Powers praised lawmakers for moving to “mend our broken criminal-justice system” and reform the discovery process. But she warned that “the challenges” of complying with the new mandates are “real.”

To comply, DAs with just a few attorneys for an entire county may have to “double” their support staffs, she noted. The largest offices, with the “most complex cases,” may need “investments in the double-digit millions.”

Even the state AG’s office, which handles a far smaller criminal caseload than county DAs, “will need a significant infusion,” to the tune of $10 million, Powers said. Yet there’s no sign the needed funds will be available.

Some DAs were even more blunt — and alarming: “The reforms, as drafted, are not practical,” railed Rensselaer County DA Mary Pat Donnelly. She blasted lawmakers for “playing roulette with public safety.”

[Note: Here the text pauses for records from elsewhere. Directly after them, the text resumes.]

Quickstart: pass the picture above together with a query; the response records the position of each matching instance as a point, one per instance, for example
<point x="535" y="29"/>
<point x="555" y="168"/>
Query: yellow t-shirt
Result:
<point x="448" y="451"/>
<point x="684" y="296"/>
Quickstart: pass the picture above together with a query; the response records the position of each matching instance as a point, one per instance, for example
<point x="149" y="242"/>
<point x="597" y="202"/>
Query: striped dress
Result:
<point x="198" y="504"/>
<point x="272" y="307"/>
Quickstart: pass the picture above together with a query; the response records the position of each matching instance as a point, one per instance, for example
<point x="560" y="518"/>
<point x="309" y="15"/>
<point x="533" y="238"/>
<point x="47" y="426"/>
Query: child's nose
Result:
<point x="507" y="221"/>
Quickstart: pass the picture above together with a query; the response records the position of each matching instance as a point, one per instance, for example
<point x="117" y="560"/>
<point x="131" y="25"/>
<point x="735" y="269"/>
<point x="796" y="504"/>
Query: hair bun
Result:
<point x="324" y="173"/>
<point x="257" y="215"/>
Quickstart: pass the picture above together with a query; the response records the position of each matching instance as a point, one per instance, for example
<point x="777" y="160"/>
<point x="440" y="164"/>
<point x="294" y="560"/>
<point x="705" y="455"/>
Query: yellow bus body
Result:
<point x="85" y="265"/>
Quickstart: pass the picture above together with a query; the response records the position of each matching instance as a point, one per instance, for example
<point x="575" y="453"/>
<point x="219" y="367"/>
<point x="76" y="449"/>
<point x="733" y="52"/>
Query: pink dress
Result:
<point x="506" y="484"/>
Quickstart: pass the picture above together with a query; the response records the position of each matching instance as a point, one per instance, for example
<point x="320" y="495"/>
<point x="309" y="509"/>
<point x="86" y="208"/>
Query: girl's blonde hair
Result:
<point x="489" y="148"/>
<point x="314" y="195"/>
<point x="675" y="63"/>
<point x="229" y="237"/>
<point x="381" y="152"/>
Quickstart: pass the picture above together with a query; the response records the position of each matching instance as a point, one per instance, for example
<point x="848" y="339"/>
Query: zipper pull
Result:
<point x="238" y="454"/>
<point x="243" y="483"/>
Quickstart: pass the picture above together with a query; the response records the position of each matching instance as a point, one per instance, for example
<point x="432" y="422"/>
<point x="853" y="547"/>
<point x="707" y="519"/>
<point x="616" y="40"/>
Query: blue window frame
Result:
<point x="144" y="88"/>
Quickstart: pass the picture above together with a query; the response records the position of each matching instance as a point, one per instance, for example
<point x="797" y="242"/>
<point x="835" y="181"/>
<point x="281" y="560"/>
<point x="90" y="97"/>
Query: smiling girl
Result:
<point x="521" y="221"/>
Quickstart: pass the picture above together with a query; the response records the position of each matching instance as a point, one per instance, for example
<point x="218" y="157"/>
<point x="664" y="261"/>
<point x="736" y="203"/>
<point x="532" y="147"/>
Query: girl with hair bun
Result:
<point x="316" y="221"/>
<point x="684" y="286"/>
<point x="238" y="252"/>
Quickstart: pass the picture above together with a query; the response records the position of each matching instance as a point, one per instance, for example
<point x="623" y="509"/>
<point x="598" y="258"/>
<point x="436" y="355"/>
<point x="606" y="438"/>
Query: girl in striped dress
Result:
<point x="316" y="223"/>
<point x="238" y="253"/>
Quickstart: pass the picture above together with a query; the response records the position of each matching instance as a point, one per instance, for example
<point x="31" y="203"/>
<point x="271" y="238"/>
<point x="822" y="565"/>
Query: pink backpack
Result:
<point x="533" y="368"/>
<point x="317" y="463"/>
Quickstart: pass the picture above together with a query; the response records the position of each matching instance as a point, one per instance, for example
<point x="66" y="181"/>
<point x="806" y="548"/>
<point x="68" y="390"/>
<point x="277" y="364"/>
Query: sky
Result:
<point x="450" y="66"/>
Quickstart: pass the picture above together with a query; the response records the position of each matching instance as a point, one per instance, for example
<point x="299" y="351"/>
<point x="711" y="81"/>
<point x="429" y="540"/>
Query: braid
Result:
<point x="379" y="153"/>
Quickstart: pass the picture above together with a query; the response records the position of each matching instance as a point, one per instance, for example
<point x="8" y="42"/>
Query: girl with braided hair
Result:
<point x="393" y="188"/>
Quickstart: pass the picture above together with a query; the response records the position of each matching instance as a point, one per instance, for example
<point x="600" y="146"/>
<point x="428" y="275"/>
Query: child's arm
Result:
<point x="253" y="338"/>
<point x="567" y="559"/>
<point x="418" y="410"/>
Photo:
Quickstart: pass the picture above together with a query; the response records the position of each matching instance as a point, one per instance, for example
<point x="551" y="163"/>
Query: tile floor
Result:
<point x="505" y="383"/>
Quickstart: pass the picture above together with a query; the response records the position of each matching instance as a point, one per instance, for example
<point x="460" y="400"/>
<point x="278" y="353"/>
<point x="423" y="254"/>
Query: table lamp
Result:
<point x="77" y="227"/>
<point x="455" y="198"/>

Among other public safety concerns, the new rules greatly increase the chances for witness intimidation — since lawyers for the accused will know far sooner the names of those prosecutors might call to testify. Plus, DAs will have to drop some cases because they simply can’t meet the new requirements — especially when there’s no money to hire new staff.

Then, too, most accused will be sprung pending trial — only those charged with a handful of violent crimes will have to post bail. Expect more perps to flee before trial.

In short, New York may soon face a truly serious resurgence of crime.

It’s rare for this page to sympathize with officials demanding more taxpayer dollars. But state lawmakers clearly didn’t think through the consequences of these reforms.

Unless they fix the flaws and provide the funds to make the changes work before the new law kicks in Jan. 1, New Yorkers should brace for a major public safety disaster.